We saw (and heard) geese, ducks, trumpeter swans and red tailed hawks hovering over the swamps. One of the bull moose (none had enough brow tines) we came upon while tip-toeing through the brush sent me diving for cover. They are huge close-up, especially when you are standing in the tangled alder and muck and wearing hip boots and only  about twenty feet away as one snorts and stomps, and there is not a decent tree in sight to climb up. Also, since we are trying to kill him, or one of his relatives, I understand why he may not be thinking charitable thoughts about us. When I say so to Chip after the moose slowly walks away (finally), he says I think too much.

One afternoon we startled a brown bear. Another morning I heard a rustling below the tree stand, coming from a longish way away. It was too small to be a moose. I guessed maybe it was that bear again. Turns out it was a marten. A fat sleek black cousin of a mink.
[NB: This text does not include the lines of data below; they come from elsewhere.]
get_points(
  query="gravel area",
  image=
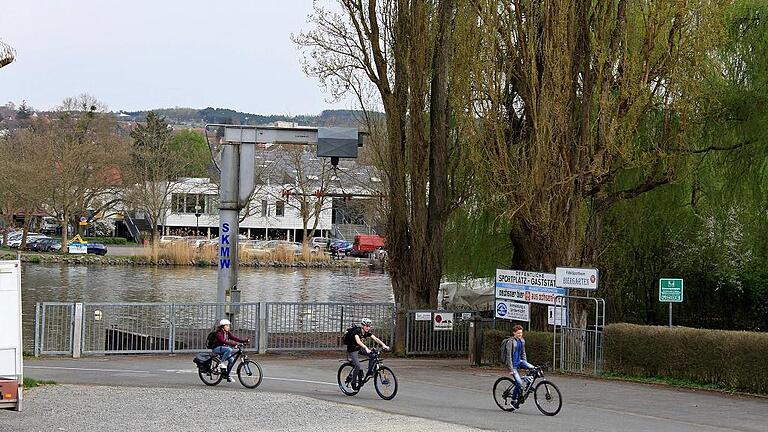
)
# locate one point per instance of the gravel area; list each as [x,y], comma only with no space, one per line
[98,408]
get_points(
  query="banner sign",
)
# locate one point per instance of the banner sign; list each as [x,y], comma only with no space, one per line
[568,277]
[525,286]
[423,316]
[557,315]
[443,321]
[513,310]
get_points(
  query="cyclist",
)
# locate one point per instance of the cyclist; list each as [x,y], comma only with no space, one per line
[358,347]
[224,340]
[516,358]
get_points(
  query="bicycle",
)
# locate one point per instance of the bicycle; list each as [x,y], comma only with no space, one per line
[546,395]
[248,371]
[384,379]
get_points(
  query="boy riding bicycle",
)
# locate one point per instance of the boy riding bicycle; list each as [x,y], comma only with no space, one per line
[516,358]
[224,340]
[356,347]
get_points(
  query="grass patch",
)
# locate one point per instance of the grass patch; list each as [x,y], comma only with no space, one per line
[32,383]
[674,382]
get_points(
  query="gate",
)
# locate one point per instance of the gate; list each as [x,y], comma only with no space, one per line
[579,350]
[135,328]
[320,326]
[421,338]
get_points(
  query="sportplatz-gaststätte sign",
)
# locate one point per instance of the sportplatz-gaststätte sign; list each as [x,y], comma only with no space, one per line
[526,286]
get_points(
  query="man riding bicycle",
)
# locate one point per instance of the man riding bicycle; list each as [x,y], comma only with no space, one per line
[516,358]
[224,340]
[358,347]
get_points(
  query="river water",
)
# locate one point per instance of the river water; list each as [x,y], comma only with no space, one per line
[122,284]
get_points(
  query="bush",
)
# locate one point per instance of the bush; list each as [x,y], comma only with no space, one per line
[107,240]
[538,346]
[733,360]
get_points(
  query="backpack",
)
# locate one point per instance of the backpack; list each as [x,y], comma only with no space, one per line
[211,339]
[349,336]
[503,351]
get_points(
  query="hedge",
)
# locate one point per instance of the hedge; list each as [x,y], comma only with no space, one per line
[733,360]
[107,240]
[538,346]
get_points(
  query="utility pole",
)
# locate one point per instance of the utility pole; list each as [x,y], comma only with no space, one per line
[238,155]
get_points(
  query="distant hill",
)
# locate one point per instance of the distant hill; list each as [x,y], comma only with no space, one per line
[191,116]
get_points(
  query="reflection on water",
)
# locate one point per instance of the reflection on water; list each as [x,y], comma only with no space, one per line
[121,284]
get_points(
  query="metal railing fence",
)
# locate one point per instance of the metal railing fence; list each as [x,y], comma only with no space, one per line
[421,338]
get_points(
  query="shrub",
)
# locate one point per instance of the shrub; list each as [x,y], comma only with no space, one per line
[730,359]
[538,346]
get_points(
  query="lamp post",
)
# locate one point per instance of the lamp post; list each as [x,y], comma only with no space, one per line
[197,219]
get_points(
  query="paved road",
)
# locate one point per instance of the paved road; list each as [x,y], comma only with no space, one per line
[444,390]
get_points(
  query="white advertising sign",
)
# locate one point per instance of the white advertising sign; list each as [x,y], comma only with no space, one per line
[443,321]
[513,311]
[557,315]
[423,316]
[568,277]
[525,286]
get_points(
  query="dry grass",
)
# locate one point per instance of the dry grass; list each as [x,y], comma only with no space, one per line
[182,253]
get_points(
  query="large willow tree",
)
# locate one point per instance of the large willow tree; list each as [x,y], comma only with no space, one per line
[573,96]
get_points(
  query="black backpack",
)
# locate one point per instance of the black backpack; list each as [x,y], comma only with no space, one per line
[349,336]
[211,339]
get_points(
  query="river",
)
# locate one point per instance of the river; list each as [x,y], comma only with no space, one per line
[121,284]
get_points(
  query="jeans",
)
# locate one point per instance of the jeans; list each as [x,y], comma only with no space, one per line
[516,375]
[355,357]
[225,353]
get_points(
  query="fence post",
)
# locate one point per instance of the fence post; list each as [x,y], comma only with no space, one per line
[77,331]
[262,327]
[475,340]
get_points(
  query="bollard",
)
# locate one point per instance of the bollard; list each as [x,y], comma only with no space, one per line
[475,341]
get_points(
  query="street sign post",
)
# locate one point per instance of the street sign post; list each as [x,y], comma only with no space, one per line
[671,291]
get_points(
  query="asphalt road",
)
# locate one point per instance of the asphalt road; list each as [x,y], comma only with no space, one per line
[444,390]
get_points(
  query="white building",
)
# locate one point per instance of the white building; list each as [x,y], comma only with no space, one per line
[270,215]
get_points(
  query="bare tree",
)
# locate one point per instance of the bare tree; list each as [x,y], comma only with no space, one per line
[80,154]
[406,50]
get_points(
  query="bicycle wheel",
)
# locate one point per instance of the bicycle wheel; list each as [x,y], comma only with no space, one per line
[344,377]
[385,383]
[503,390]
[547,397]
[249,374]
[213,375]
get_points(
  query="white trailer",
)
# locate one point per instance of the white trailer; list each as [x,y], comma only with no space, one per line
[11,348]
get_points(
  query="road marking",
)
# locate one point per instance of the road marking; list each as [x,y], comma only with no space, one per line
[177,371]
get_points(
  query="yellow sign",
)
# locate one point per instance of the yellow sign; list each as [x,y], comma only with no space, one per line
[78,239]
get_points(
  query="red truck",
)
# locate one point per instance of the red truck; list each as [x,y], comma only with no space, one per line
[366,243]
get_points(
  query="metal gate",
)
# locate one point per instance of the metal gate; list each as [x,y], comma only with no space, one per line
[422,338]
[320,326]
[579,350]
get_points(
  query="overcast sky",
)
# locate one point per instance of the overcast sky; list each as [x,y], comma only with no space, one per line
[143,54]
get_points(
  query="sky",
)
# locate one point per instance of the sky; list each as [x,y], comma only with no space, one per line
[144,54]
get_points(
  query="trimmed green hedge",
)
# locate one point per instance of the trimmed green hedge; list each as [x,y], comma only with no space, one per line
[729,359]
[107,240]
[538,346]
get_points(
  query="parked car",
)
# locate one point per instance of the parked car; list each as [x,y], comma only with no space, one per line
[16,242]
[318,243]
[340,247]
[97,249]
[365,244]
[166,240]
[41,244]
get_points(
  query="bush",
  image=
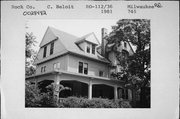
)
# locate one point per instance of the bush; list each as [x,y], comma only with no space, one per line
[34,98]
[74,102]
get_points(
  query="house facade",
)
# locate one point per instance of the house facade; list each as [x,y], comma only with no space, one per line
[82,64]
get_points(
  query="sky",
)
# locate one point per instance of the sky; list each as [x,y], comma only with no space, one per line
[77,27]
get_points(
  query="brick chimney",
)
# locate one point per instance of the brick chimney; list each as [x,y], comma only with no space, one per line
[104,41]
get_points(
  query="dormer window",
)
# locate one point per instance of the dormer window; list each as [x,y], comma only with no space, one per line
[52,48]
[45,49]
[88,48]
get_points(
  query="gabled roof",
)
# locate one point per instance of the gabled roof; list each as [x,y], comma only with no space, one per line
[86,38]
[69,42]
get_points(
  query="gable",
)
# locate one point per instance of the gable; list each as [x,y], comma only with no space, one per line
[92,39]
[48,37]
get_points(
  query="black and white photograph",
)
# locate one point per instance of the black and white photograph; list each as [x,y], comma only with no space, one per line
[88,59]
[102,68]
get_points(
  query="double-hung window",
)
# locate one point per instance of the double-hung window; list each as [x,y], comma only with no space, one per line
[80,67]
[57,66]
[44,53]
[101,73]
[43,69]
[83,68]
[93,49]
[88,48]
[52,48]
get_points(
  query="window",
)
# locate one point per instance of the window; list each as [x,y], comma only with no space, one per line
[125,93]
[44,54]
[101,73]
[52,48]
[80,67]
[88,48]
[93,49]
[43,69]
[85,68]
[57,66]
[125,44]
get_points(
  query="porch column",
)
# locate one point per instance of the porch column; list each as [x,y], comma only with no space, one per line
[57,83]
[115,92]
[90,90]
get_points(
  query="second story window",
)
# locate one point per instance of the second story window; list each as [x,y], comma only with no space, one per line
[57,66]
[43,69]
[80,67]
[44,53]
[125,44]
[83,68]
[101,73]
[88,48]
[93,49]
[52,48]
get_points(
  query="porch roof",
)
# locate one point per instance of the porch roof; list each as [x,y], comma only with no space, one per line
[74,74]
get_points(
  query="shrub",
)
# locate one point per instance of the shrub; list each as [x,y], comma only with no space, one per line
[34,98]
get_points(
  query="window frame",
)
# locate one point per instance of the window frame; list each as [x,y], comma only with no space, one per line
[57,66]
[52,48]
[85,68]
[88,48]
[101,75]
[80,67]
[93,49]
[45,51]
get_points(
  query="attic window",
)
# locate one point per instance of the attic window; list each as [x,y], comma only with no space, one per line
[52,48]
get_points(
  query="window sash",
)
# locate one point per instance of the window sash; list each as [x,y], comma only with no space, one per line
[57,66]
[88,48]
[80,67]
[101,73]
[52,48]
[44,53]
[93,49]
[85,68]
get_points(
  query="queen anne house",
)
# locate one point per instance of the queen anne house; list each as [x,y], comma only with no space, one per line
[83,64]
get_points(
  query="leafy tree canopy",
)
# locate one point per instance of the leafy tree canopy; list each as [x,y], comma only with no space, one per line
[30,53]
[136,67]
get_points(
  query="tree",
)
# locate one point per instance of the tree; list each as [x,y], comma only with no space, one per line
[135,68]
[30,53]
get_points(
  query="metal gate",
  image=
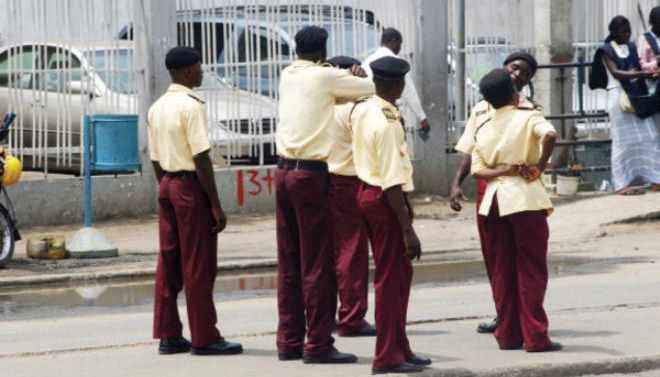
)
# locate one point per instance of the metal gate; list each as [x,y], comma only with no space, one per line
[63,59]
[495,28]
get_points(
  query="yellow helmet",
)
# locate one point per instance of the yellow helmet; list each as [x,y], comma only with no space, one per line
[13,169]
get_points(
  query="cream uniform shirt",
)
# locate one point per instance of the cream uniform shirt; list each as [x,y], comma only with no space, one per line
[340,160]
[512,135]
[308,95]
[177,129]
[480,114]
[380,150]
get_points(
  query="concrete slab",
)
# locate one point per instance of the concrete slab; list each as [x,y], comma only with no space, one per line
[90,243]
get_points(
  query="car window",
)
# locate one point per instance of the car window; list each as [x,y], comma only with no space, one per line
[16,65]
[114,66]
[261,43]
[62,67]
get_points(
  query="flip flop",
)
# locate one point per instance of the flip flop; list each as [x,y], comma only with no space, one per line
[631,191]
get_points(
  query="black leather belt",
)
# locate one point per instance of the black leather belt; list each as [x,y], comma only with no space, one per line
[180,174]
[366,186]
[302,164]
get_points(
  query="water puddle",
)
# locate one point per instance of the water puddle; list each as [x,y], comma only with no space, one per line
[128,296]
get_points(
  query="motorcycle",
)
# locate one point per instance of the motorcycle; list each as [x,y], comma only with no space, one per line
[9,233]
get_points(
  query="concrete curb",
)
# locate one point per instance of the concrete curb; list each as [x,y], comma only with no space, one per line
[617,366]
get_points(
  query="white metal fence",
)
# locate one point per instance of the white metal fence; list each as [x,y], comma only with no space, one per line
[63,59]
[495,28]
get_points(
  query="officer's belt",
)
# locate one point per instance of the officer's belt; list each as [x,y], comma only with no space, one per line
[180,174]
[309,165]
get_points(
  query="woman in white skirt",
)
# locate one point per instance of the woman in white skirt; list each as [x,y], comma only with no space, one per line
[635,141]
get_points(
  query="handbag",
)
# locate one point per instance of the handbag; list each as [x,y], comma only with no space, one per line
[624,102]
[645,105]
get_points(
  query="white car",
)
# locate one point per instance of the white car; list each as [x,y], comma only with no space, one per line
[52,85]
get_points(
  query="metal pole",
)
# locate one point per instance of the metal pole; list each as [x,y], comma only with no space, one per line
[88,175]
[431,173]
[460,61]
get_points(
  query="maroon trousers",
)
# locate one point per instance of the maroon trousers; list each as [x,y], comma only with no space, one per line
[516,250]
[187,259]
[391,281]
[306,289]
[481,190]
[351,253]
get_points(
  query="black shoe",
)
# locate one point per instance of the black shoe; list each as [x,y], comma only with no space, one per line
[221,347]
[289,356]
[487,327]
[416,360]
[332,357]
[366,330]
[403,368]
[172,346]
[554,346]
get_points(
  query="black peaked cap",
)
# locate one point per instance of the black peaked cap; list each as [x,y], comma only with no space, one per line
[182,57]
[389,67]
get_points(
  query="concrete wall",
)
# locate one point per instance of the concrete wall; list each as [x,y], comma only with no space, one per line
[61,201]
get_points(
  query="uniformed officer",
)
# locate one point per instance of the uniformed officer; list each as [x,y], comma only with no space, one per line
[511,152]
[380,153]
[306,291]
[522,67]
[190,214]
[351,243]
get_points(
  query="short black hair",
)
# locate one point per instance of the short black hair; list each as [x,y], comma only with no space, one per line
[654,16]
[390,34]
[521,55]
[617,23]
[310,40]
[385,85]
[497,87]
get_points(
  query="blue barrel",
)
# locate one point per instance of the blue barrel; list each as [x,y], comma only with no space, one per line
[114,143]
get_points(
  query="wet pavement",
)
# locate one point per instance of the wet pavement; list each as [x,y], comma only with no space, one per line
[137,294]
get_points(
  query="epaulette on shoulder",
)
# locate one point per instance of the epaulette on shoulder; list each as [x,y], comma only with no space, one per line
[196,98]
[537,106]
[357,102]
[362,99]
[389,114]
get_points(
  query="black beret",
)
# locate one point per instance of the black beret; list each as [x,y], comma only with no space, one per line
[343,62]
[181,57]
[497,87]
[310,39]
[389,67]
[533,65]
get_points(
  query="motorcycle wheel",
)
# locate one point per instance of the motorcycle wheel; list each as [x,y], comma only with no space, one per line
[7,237]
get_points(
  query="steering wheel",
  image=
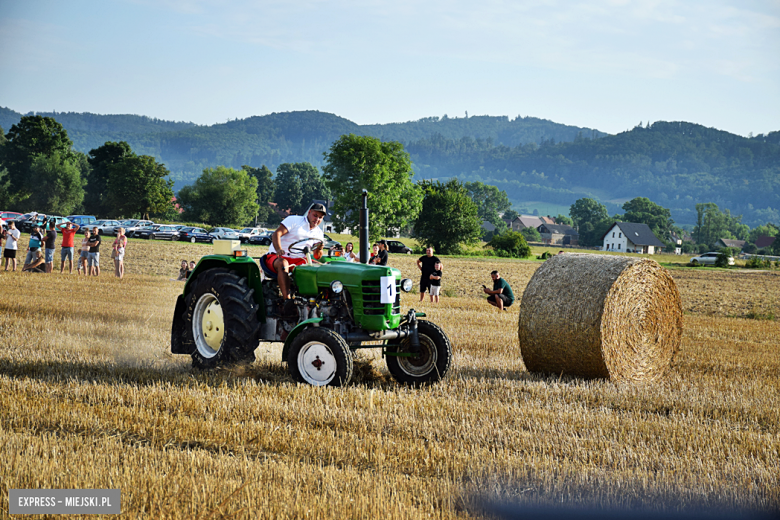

When he was right below us, he looked up at me with his bat ears and sharp teeth and hissed and spit. Then he circled around giving us dirty looks and snapping before slinking off. I liked that little mean marten. Maybe we will see him again out there at the end of the week. (The season lasts until Oct.7)

In the meantime, I’ve gained some perspective from sitting still, thinking, watching and listening to the river and the wind and the sounds of boats moving in and out of the other camps, on my place in the family of things, as Mary Oliver says. We are living on borrowed time.(I mean that in the best way.) You can feel that in your bones hanging out on an ancient braided river hemmed in by jagged mountains and glaciers. 

The title of Anne LaMott’s novel comes from a line in the book. The characters are all caught up in the sixties political turmoil, as well as a family crisis and community changes that they care passionately about. Then one character sighs and says not to worry, that a hundred years from now there will be “all new people.”